The FMCSA wants to make obtaining a CDL easier.

First, the FMCSA is working on reversing a regulation to make it so that a trainer and examiner must be two different people, which reduces the chances of a driver simply buying a CDL. The FMCSA hopes that reversing this rule will increase the number of people willing to go to CDL school and ultimately get more truckers on the road.

Beyond that, the FMCSA wants to make it so that driver applicants hoping to get a CDL can take the test in any state, not just the one where they live or headquarter their operations.

These two changes might increase the potential for fraud, giving CDLs to drivers that are not qualified for them, and as such the agency may reverse them one day.

On Autonomous Vehicles

For very much the same reason that the development of self-driving trucks is slow, so are the regulations aimed for them. Deck cites the lack of a human element to be the largest obstacle in regulating an autonomous commercial vehicle.

“We want to ensure that those vehicles are operate in a safe manner and to ensure that our law enforcement partners know what to do. How do you pull one over? How do they put out safety triangles when disabled on the side of the road? That’s stuff that will have to be addressed and considered.”

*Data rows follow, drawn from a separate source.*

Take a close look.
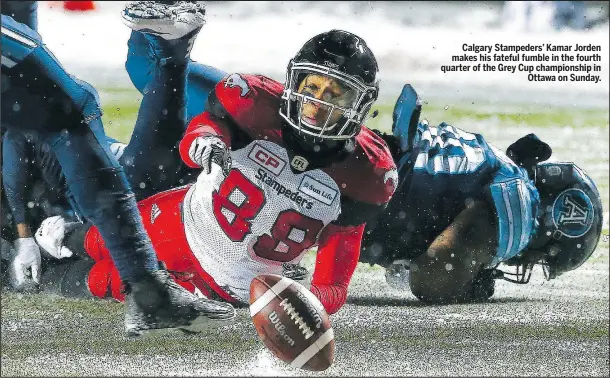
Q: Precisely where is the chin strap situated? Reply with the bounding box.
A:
[492,263,535,285]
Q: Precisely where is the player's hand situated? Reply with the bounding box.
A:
[9,238,41,291]
[282,263,311,288]
[189,136,231,176]
[35,215,80,260]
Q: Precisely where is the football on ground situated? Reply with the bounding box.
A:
[250,274,335,371]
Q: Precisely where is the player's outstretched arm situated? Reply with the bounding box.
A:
[410,201,497,303]
[180,112,231,174]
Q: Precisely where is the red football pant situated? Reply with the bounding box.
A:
[84,186,235,302]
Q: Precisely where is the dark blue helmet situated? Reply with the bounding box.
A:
[524,162,603,279]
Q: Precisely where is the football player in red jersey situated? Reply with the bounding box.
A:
[38,2,397,314]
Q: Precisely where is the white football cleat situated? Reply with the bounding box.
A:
[35,215,79,260]
[385,260,410,290]
[121,1,205,40]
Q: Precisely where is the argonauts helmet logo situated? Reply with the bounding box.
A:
[553,189,595,238]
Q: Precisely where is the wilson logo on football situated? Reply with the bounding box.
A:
[248,144,286,176]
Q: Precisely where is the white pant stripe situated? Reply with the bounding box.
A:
[2,27,38,47]
[2,55,17,68]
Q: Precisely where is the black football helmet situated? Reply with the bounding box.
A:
[496,162,603,283]
[280,30,379,140]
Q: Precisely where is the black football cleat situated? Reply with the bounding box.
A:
[125,268,235,336]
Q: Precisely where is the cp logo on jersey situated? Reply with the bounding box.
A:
[225,74,250,97]
[553,189,595,238]
[248,144,286,176]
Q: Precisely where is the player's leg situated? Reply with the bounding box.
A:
[409,202,498,303]
[125,30,227,120]
[2,15,234,334]
[121,2,224,198]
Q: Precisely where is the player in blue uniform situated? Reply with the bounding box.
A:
[360,85,602,303]
[2,2,234,334]
[3,2,226,239]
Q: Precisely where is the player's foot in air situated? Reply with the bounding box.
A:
[122,1,205,40]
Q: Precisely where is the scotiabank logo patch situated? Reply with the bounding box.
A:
[248,144,286,176]
[299,175,338,205]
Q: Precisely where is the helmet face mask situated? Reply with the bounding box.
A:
[496,162,603,283]
[280,63,377,140]
[280,30,379,141]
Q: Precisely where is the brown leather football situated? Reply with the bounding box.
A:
[250,274,335,371]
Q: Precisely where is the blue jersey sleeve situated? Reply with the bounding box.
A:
[485,146,540,266]
[2,130,32,224]
[370,121,539,265]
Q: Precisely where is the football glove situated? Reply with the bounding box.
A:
[189,135,231,176]
[9,238,41,291]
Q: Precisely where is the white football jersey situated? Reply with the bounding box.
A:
[183,140,341,303]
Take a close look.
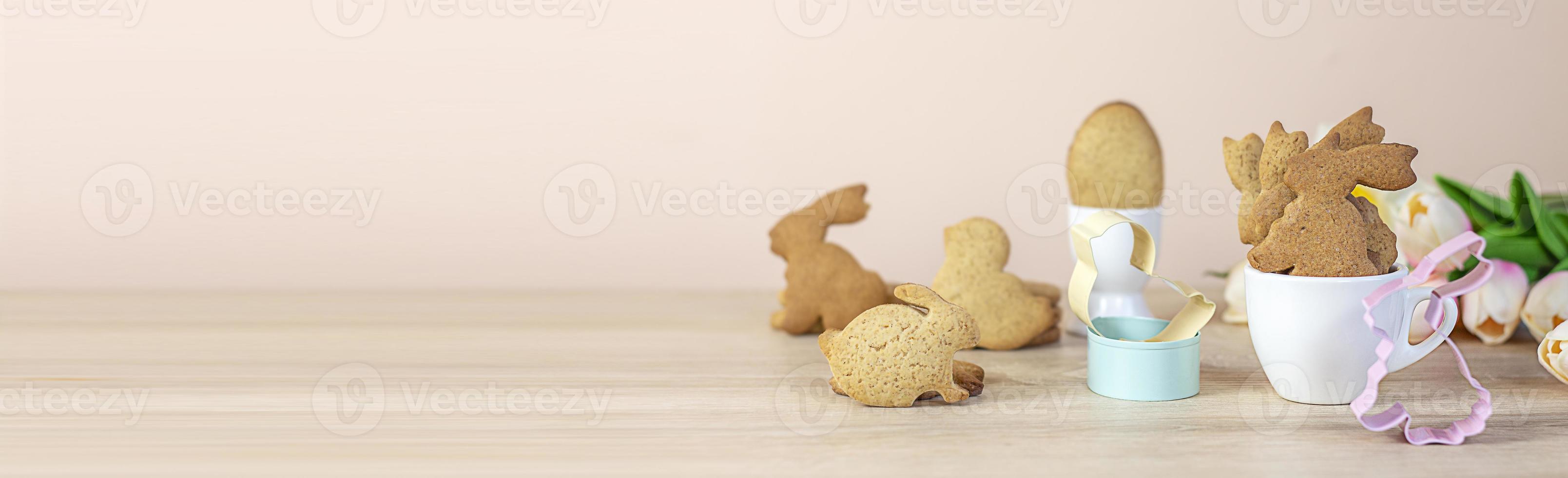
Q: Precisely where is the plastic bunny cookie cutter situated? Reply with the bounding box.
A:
[1068,212,1215,401]
[1350,232,1493,445]
[1068,212,1215,341]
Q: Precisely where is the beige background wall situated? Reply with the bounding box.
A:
[0,0,1568,290]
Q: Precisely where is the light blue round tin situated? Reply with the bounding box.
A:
[1088,317,1202,401]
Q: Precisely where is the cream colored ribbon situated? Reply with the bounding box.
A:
[1068,210,1214,341]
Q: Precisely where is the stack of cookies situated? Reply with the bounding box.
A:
[1223,106,1416,278]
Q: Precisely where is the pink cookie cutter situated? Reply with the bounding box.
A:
[1350,232,1493,445]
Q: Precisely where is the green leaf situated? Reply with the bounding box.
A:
[1509,171,1568,259]
[1480,230,1557,273]
[1541,194,1568,212]
[1436,174,1497,230]
[1436,174,1519,235]
[1438,176,1516,219]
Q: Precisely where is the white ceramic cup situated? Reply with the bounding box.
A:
[1245,265,1460,404]
[1063,204,1162,337]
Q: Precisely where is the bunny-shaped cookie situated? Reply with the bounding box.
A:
[1247,141,1417,278]
[768,185,886,334]
[931,218,1057,350]
[817,284,980,407]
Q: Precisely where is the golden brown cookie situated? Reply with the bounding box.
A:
[1247,144,1417,278]
[1345,196,1399,274]
[1314,106,1386,149]
[1258,120,1309,192]
[828,360,985,399]
[931,218,1055,350]
[1068,102,1165,208]
[890,280,1062,348]
[817,284,980,407]
[1242,106,1385,244]
[768,185,886,334]
[1242,120,1308,244]
[1220,133,1264,244]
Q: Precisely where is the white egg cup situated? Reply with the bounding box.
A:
[1062,204,1162,337]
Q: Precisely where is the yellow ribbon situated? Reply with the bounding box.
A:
[1068,210,1214,341]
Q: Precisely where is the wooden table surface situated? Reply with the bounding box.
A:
[0,292,1568,477]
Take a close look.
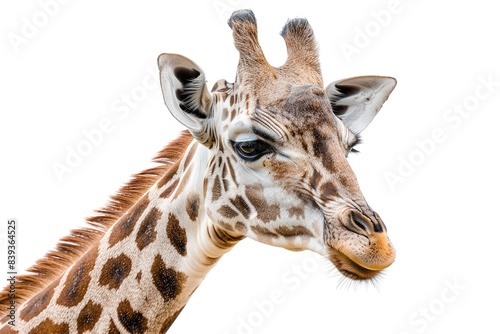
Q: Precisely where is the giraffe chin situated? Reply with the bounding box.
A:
[329,249,384,281]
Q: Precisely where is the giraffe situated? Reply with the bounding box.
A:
[0,10,396,333]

The requirement of having a human ready to override the vehicle’s automatic driving may mitigate the lack of a human element, at least until all of the complicated are sorted.

Compliance, Safety, Accountability

The agency implemented a new system of determining crash preventability in May, which was a main gripe truckers had with the CSA scoring program: how preventable crashes had a larger impact on the score than it deserved. Since starting the Crash Preventability Determination Program, the FMCSA has found 97% of crashes reported to be non-preventable, such as a deer jumping in front of the highway and freezing in fear. Deck considers the new Program to be a success!

COVID-19

Deck lauded the work of the FMCSA in fighting not just the COVID-19 pandemic, but also the economic fallout resulting from quarantines and lockdowns. While most of the stipulations and exemptions were done under the guidance of former Acting Administrator Jim Mullen, Deck has approved of them and is keeping many of them going, with the hours-of-service exemption being extended until the end of the year instead of a month-by-month update.

Conclusion

Part of the reason why the agency wanted to list its accomplishments as of recently is because with the election it is very much possible that we could be getting a transfer of power to a 46th president, which would ultimately entail changing the heads of various executive departments, including the Department of Transportation and the FMCSA. It will be interesting to see what the FMCSA does come 2021, power transition or not.